Когда прибывает поезд
Писательница Ольга Брейнингер стала известной после выхода автофикшен-романа «В Советском Союзе не было аддерола» («Редакция Елены Шубиной»). Это была любопытная история об эксперименте по программированию личности, вольное размышление на тему самоидентификации и самоидентичности. Главная героиня – докторант Гарварда, родившаяся в СССР, – типичная представительница поколения миллениалов. Она размышляет о глобализации и космополитизме, а еще о сознательном одиночестве, свойственном нашему поколению.
В новом рассказе, написанном специально для «Правил жизни», совсем юные герои. Они странные и милые: романтики, максималисты и идейные затворники. Их внезапно объединяет любовь к великому кинематографу и желание сбежать из реального мира в иллюзорный, столь привлекательный и дарующий забвение. Жизнь за окном волнует их не больше, чем ассортиментное кино, – они ценят только шедевры и ради них готовы на все. Время не имеет никакого значения – они играючи и стремительно движутся к началу, к «Прибытию поезда на вокзал Ла-Сьота», и, быть может, с последним кадром их мир закончится, превратившись в белый шум. Или же наступит долгожданное освобождение. Екатерина Писарева, шеф-редактор группы компаний «ЛитРес»
Теперь я, кажется, только и думаю, как же легкомысленны, как глупы мы были в день, когда придумали Игру. Нет, дело не в Игре. Ни в коем случае. Идея с Игрой была гениальна, великолепна, гениальна, великолепна, гениальна настолько, что иногда я все еще спрашиваю себя: неужели это вправду были мы, мы с Давидом? Но, конечно, это и вправду были мы с Давидом. Будь на нашем месте кто-то другой, поумнее, вряд ли гениальная идея была бы уничтожена, унижена столь бездумным исполнением. Каждый раз, когда я вспоминаю, как мы с видом знатоков, изо всех сил стараясь произвести друг на друга впечатление, отбирали фильмы, составляли список, – я хочу кричать на нас, ругать нас, обвинять нас в глупости. Сколько отличных картин мы отбросили снисходительно, не заботясь о самом главном: о том мире, от которого Игра должна была нас спасти, о времени, которое выигрывал для нас каждый фильм, что Давид не вычеркивал из списка. О том, что на самом деле значила Игра и что мы не называли вслух, не обсуждали. Так по-детски: притворяться (хотя, может, мы действительно так думали? Хотели думать.), что того, о чем не говоришь, и не существует вовсе.
Пока Давид спит, я осторожно, чтобы не впустить в Башню свет, отодвигаю краешек шторы и выглядываю в окно. И вижу белое, белое, белое, белое. Белое значит, что сейчас – зима.
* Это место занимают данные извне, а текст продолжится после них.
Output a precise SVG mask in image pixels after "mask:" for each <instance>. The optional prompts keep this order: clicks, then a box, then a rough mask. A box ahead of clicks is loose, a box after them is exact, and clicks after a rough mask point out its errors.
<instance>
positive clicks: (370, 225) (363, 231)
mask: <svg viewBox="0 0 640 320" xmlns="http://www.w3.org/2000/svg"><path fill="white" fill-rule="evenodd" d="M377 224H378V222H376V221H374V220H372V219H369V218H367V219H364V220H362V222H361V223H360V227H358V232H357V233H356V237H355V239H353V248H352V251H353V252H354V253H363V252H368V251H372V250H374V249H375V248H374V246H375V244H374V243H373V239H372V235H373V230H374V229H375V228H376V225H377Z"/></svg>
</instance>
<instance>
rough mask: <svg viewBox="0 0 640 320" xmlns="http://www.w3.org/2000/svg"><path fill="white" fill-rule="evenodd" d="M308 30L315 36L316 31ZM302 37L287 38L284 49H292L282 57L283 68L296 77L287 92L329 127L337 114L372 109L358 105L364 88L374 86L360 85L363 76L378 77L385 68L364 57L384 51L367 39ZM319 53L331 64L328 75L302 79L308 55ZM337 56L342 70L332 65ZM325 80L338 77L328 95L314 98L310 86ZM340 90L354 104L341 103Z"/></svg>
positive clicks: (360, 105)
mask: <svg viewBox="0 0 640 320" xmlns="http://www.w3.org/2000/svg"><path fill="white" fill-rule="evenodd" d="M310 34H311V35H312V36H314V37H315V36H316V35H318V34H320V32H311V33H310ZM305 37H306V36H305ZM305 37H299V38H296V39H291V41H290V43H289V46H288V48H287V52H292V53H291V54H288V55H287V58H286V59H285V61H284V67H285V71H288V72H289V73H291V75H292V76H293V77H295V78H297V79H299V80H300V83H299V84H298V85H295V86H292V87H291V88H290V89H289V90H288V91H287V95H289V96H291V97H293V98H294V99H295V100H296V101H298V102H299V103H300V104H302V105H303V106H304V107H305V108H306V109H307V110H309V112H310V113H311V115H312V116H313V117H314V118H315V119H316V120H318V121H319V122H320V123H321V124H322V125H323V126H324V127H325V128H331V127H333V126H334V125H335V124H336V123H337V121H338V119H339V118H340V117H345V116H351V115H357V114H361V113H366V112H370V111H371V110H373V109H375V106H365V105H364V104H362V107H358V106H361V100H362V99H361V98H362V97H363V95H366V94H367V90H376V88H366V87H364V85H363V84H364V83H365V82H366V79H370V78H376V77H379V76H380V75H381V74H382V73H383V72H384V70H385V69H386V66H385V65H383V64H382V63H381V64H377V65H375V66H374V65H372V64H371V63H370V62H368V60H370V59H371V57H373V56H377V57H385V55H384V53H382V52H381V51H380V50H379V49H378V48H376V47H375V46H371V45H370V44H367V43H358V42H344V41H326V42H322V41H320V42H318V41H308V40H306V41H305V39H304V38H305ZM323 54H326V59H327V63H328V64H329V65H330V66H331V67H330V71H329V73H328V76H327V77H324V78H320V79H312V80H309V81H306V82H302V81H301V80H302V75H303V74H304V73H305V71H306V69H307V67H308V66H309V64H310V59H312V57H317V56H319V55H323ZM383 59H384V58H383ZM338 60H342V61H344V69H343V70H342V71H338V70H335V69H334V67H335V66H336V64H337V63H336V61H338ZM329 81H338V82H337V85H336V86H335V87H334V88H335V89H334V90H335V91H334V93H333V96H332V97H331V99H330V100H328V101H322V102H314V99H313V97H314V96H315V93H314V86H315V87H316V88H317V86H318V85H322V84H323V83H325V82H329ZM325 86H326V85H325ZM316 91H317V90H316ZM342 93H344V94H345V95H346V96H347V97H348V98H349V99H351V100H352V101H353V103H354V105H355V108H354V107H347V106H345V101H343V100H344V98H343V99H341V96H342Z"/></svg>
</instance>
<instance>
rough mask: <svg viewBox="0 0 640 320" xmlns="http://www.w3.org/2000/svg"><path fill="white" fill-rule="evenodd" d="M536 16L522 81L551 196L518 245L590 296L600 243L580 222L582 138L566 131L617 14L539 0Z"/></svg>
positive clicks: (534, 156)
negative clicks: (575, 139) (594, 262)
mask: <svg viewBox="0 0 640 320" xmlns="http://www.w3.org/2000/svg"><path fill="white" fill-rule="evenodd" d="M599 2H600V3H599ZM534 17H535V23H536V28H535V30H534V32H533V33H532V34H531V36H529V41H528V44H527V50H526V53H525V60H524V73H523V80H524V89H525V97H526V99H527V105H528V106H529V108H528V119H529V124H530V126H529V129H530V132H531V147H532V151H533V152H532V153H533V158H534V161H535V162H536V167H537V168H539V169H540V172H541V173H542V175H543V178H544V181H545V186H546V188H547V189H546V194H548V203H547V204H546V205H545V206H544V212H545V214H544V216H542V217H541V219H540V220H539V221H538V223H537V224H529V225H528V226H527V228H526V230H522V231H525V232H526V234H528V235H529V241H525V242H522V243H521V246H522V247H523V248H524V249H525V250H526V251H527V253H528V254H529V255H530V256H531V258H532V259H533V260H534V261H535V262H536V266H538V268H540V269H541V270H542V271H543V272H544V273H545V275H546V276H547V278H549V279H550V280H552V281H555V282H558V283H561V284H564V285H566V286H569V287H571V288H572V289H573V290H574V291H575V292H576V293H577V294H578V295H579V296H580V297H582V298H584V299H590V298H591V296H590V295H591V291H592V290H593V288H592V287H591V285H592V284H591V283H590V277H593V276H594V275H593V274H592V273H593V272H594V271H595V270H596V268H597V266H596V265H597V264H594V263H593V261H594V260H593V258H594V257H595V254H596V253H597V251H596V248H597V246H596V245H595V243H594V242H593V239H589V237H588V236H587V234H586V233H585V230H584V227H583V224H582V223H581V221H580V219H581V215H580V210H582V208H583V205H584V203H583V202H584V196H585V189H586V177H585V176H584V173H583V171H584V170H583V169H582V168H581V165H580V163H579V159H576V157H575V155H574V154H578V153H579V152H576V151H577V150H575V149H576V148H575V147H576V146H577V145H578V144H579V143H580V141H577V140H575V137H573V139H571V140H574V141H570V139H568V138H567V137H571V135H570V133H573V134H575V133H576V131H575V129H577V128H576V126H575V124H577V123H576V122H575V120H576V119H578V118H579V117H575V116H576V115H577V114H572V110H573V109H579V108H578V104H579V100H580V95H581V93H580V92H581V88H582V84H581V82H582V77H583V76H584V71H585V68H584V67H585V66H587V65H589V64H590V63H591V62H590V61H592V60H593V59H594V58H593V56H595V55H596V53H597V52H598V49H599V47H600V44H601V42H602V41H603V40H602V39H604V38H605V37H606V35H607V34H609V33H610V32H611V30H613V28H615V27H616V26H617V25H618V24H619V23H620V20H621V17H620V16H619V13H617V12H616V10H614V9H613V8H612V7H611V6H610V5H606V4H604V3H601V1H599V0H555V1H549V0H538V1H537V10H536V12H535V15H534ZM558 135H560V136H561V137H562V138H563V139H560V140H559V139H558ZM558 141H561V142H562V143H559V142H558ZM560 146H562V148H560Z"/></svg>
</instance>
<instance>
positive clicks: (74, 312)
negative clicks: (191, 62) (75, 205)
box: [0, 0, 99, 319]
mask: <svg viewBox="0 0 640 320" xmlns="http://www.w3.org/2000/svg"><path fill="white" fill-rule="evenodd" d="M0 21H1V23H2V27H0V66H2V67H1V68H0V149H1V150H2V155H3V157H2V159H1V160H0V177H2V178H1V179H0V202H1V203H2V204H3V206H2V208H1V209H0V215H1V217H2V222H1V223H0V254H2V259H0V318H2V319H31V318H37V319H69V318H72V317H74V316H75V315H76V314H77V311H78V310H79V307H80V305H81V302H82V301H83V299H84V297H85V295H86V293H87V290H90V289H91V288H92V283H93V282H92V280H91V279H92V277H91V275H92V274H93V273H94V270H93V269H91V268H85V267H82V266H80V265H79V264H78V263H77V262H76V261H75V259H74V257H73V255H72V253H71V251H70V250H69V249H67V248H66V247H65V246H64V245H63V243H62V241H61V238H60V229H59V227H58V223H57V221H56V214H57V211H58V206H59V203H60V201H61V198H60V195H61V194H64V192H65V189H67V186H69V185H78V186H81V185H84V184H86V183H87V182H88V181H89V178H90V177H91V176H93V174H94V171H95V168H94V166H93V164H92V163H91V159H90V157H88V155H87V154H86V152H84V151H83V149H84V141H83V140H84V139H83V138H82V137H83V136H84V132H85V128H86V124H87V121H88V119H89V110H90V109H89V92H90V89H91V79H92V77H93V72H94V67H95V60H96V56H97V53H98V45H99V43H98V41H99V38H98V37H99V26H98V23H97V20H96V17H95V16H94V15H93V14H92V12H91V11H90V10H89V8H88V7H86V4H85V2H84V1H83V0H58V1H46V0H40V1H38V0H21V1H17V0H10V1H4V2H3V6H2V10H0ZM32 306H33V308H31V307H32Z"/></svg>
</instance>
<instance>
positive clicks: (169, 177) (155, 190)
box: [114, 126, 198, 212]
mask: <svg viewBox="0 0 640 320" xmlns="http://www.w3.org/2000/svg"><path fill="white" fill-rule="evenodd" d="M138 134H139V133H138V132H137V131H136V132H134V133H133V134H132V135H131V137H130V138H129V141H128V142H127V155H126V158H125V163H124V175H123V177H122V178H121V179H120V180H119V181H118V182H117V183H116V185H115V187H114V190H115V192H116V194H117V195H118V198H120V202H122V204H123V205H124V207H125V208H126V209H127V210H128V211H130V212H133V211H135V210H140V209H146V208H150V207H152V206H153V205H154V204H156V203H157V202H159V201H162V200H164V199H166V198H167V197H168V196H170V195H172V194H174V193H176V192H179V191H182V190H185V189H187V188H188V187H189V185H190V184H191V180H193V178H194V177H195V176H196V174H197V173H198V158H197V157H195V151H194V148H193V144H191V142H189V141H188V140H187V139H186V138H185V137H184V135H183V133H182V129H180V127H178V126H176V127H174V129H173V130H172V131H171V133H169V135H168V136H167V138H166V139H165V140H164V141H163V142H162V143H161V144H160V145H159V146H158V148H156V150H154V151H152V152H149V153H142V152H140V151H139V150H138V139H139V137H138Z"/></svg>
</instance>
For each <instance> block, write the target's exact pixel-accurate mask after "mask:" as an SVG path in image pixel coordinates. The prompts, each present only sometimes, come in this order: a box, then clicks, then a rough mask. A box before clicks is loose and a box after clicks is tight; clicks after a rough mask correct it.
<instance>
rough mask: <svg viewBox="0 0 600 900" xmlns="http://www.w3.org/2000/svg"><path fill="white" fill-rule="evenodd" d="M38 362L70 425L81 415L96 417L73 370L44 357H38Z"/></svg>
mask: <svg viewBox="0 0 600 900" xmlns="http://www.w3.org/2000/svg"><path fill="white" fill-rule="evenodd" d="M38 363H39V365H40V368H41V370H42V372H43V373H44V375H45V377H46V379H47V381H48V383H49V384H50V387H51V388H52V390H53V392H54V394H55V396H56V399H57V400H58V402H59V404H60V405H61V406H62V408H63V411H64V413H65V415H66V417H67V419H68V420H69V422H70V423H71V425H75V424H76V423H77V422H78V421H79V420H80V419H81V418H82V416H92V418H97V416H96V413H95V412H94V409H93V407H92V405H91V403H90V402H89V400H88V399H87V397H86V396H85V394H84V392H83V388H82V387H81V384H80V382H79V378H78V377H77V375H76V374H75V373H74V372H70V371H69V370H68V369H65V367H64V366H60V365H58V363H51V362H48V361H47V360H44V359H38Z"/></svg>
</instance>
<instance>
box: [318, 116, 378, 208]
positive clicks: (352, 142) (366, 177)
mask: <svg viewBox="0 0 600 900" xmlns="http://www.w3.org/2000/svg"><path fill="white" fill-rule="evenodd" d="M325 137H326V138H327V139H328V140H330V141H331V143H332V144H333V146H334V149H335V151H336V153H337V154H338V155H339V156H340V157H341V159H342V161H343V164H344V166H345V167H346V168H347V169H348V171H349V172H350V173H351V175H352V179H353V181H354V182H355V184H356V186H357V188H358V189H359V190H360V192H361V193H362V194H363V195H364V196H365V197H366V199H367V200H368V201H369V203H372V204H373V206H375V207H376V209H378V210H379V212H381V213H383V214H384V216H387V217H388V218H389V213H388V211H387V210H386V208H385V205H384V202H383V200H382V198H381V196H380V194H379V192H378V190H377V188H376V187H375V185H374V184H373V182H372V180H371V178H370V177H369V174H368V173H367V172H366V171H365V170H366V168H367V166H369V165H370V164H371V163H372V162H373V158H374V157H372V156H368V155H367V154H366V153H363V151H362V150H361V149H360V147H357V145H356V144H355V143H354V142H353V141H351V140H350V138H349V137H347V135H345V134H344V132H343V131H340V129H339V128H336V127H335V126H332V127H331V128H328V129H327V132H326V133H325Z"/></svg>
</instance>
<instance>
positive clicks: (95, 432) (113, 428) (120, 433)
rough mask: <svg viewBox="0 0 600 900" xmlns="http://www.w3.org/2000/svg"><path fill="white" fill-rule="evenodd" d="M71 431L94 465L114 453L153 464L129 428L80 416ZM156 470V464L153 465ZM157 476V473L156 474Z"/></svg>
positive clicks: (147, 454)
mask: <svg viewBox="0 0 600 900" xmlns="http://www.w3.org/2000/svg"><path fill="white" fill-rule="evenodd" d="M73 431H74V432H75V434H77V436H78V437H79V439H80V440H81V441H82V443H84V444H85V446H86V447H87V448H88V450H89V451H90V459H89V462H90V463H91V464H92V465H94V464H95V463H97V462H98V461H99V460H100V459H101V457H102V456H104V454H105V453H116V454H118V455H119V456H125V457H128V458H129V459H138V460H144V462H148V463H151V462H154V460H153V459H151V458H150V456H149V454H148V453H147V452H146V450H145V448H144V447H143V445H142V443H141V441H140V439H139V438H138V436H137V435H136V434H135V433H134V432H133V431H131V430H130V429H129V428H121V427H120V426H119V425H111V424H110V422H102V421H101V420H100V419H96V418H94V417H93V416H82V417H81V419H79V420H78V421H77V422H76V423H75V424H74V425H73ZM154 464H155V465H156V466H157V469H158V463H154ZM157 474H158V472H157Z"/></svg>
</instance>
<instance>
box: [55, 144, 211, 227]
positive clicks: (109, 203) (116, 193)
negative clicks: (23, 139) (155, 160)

И что у нас, скорее всего, еще осталось немного времени.
Конечно, мы вели себя по-детски – мы и были детьми. Почти семнадцать мне, чуть за восемнадцать Давиду. Достаточно, чтобы считать себя самыми взрослыми, отчаянными, созданными, чтобы провести все время от «сегодня» до «всегда» вдвоем, и больше никого. Достаточно, чтобы верить в то, что придумали. И, может быть, достаточно, чтобы поверить в выдуманное? Я никогда не спрошу об этом Давида, но я так давно спрашиваю себя, действительно ли слова «кино было моим спасением и будет твоим» были последним, что Далия прошептала ему перед смертью? Действительно ли все произошло так, как Давид описывал: он единственный был в палате, когда Далия вдруг очнулась; она словно ждала момента, когда останется с внуком наедине, ждала, чтобы прошептать одну эту фразу, закрыть глаза и раствориться в белой бесконечности?
Впрочем, дурные мысли наверняка лезут в голову лишь потому, что с каждым днем, с каждым просмотренным фильмом список все меньше кажется вечностью, а все больше – приговором, что становится ближе с каждой вычеркнутой строчкой. Как мы могли этого не понимать, когда, лежа на полу в бнимку в этой самой комнате, очарованные друг другом, влюбленные, безрассудные, лениво вписывали в блокнот те названия, что не смогли раскритиковать или высмеять, – и не задумывались о том, что время будет идти вперед? И что однажды придет время, когда перед сном, не признаваясь в этом друг другу, мы будем мечтать, будем загадывать дурацкое желание: проснувшись, обнаружить, что Игра все еще кажется бесконечной, что фильмов в списке – столько, что всех не пересмотреть никогда, никогда, никогда.